東京農工大学のグループが、 蜂蜜のような非常に粘り気の強い液体を射出できる装置を新たに開発しました。この成果は3Dプリンタや金属配線などの次世代インクジェット技術をはじめ、無針注射や細胞印刷など幅広い分野での応用が期待されます。 本研究成果は、 Physical Review Applied (2018/1/31付)に掲載されています。
この記事は下記論文の紹介記事です。
論文:
Onuki, Hajime, Yuto Oi, and Yoshiyuki Tagawa. "Microjet Generator for Highly Viscous Fluids." Physical Review Applied9.1 (2018): 014035.
https://journals.aps.org/prapplied/abstract/10.1103/PhysRevApplied.9.014035
液体を射出する技術は、インクジェットプリンタを始めとした広い分野で利用されています。インクジェットプリンタで用いられているピエゾインクジェット、サーマルインクジェット法は液体を小さな穴から射出しますが、これらのインクジェット法で取り扱える液の粘度は低く、20 mPa・s以下が一般的です。
また、液体塗布時の滲みや希釈インクによる発色性の悪化など品質の低下が非常に大きな問題となり、その解決方法が求められていました。
同チームはこの課題に対し、液体射出の駆動力として、液体容器に打撃を与える手法に着目しました。
開発した装置では打撃を与える手法に加え、液体の入った容器内に細管を挿入し、細管内部の液面を下げる工夫を施しました。この工夫により、細管内の液体を非常に効率良く加速できることを発見したとのことです。

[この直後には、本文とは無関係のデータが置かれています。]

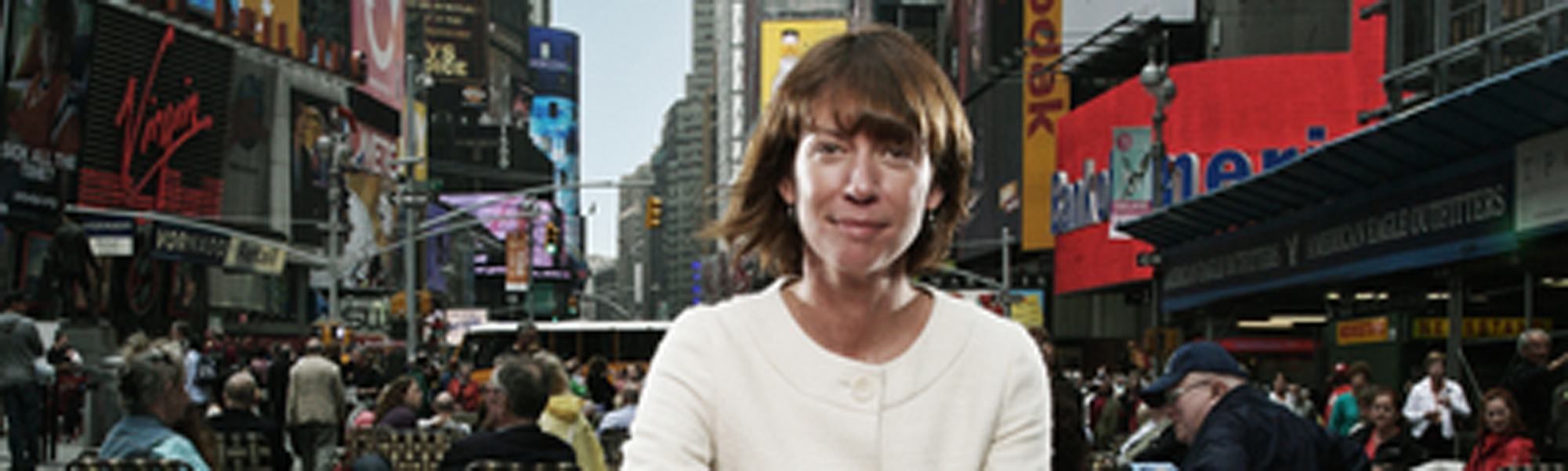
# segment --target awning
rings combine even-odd
[[[1245,182],[1118,225],[1167,249],[1320,207],[1568,127],[1568,50],[1328,142]]]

その結果、水の1,000倍の粘度を持つ液体やマニキュアのような特殊な液体の射出に成功し
ました。さらに、開発した液体射出メカニズムを、高速度カメラを用いた実験および数値シミュレーションにより明らかにしました。これにより、高粘度液体の射出の様子も理論的に予測可能となりました。この成果は、従来のインクジェット技術の課題であった粘度の制限という壁を取り払うだけでなく、3次元ものづくりや生体印刷など次世代ものづくりの基盤になることが期待されます。

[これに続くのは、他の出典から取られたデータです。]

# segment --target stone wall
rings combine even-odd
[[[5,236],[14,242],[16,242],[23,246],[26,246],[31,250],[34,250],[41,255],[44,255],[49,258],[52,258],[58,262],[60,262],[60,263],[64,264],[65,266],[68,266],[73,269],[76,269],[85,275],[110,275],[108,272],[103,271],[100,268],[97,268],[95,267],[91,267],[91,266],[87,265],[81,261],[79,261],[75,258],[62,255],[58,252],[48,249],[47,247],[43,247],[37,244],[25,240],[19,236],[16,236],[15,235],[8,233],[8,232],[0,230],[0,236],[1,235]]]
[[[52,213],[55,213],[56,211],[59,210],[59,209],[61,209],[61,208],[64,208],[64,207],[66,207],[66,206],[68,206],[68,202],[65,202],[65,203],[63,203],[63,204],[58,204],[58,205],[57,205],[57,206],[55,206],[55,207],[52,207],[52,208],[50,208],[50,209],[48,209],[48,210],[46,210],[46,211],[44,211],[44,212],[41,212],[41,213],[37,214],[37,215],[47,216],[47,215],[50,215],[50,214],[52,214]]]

本研究で開発した装置は、3Dプリンタや金属配線などに用いられる液体樹脂や金属など非ニュートン流体と呼ばれる特殊な液体も射出できる見込みがあるとのことです。さらに生体液など小さな粒子を含んだ液体は医療分野で多く使われているため、これら様々な液体の射出を行える本装置は、生体印刷や無針注射など医療分野の技術発展への貢献も期待できるとのことです。